The town’s toy industry had grown considerably in the last few years. All civilized countries placed orders upon orders, eager to own mechanical toys—multicolored, marvelously precise: the Punchinello puppets banging drums, the indefatigable fencers, the madly fast automobiles, the proud war vessels propelled by veritable steam engines. Through some forceful entreat, one could export the toys to unsophisticated lands—though the demand was not as imperious. One could often find—deep in the forests and out in the deserts of Africa—little indigenous children playing with what remained of those remarkable products. A famous explorer even confessed to having been fooled in the jungle, at the edge of the Malagarasi, by a very peculiar monkey: the beast sat in a palm tree, and the explorer had convinced himself he had discovered another simian species, when he glimpsed his country’s trademark, DRP* N. 105307, which destroyed his hopes. But the independent press soon placed this story in the usual category (as far as explorers of Africa were concerned) of imaginary ravings and condemned it as one more conspiracy conceived by the abhorred colonial policy.
The automated rabbits from the firm Stricker & Vorderteil were by far in greatest demand. These small animals, exact replicas of the natural creatures, were capable, when their spring was fully wound up, of hopping around like their living models, in five or six circles.
A mechanical engineer of universal genius, an American, of course, whose inventions seemed to fall from the heavens directly onto his lap, had designed the humble inanimate beasts specifically for the company. Unfortunately, the moment when the firm’s performance and celebrity peaked, everything collapsed like a house of cards. With the impertinence of the man who believes himself indispensible, Hopkins requested to be paid double, work half hours, and have access to a personal laboratory and a vacation property out of town. Stricker was inclined to accept, but Vorderteil opposed this decision in the strongest possible terms: “We can’t do that, if only for the sake of management’s principles; otherwise, in six months’ time Hopkins will come up with some new whim.”
Stricker agreed. The American, a grin hovering about his face, listened to his boss’s decision and responded by handing over his notice. The slight consternation and discontent caused by this reaction vanished when the owners realized all the crucial secrets of fabrication were safe and the enterprise risked nothing.
“What if,” said the anxious Stricker, “Hopkins creates a competing firm?”
“Leave it to me,” said Vorderteil in a soothing tone, as he was, through a few discreet dealings, acquainted with the town’s mayor. The defector would receive no permission to start his business.
Meanwhile, Hopkins worked as if nothing had happened. He continued to supervise the factory’s production, changing a few small-scale details, as if he intended to work for Stricker and Vorderteil forever. One could say he invented as easily as he drew breath. During these last weeks, important orders of rabbits came in, and the firm was forced to increase its means of production, to fabricate those legions of small animals.

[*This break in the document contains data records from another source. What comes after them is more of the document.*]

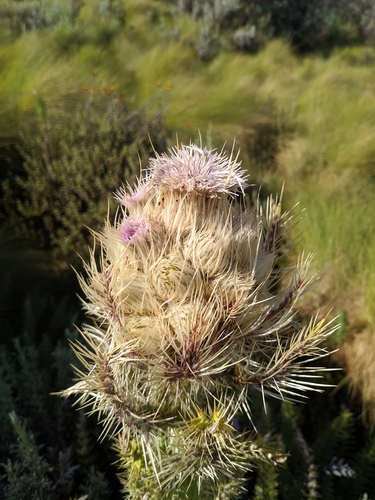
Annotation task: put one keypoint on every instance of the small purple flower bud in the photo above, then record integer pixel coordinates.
(133, 230)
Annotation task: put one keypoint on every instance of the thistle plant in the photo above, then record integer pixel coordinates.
(192, 311)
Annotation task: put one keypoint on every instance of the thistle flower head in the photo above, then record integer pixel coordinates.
(190, 170)
(191, 314)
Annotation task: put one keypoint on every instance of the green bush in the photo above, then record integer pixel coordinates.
(69, 164)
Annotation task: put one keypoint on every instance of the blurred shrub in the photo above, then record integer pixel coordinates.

Hopkins, wearing his customary smile, left at the end of his notice, doffed his impeccable top hat, and bowed low to his former employers. He remained worryingly quiet about his future projects, and what Stricker’s fretful nature had correctly intuited turned out to be true. Through his discreet dealings with the mayor’s office, Vorderteil learned that Hopkins had bought a vacant lot and had filed a building permit, to build a new factory.
“Guess,” Vorderteil cried, “what he’s going to fabricate?”
“I have no idea,” Stricker answered, and this time he really had no clue.
“Toys made of glazed colored glass. That’s what he wants to do. Glazed colored glass! Have you ever heard of such a thing?”
Stricker had never heard of such a thing, but he deemed Hopkins capable of anything, even of making glazed colored glass toys, which is why he blanched, nodded, shrugged his shoulders, and hunched over, thus losing three centimeters in height.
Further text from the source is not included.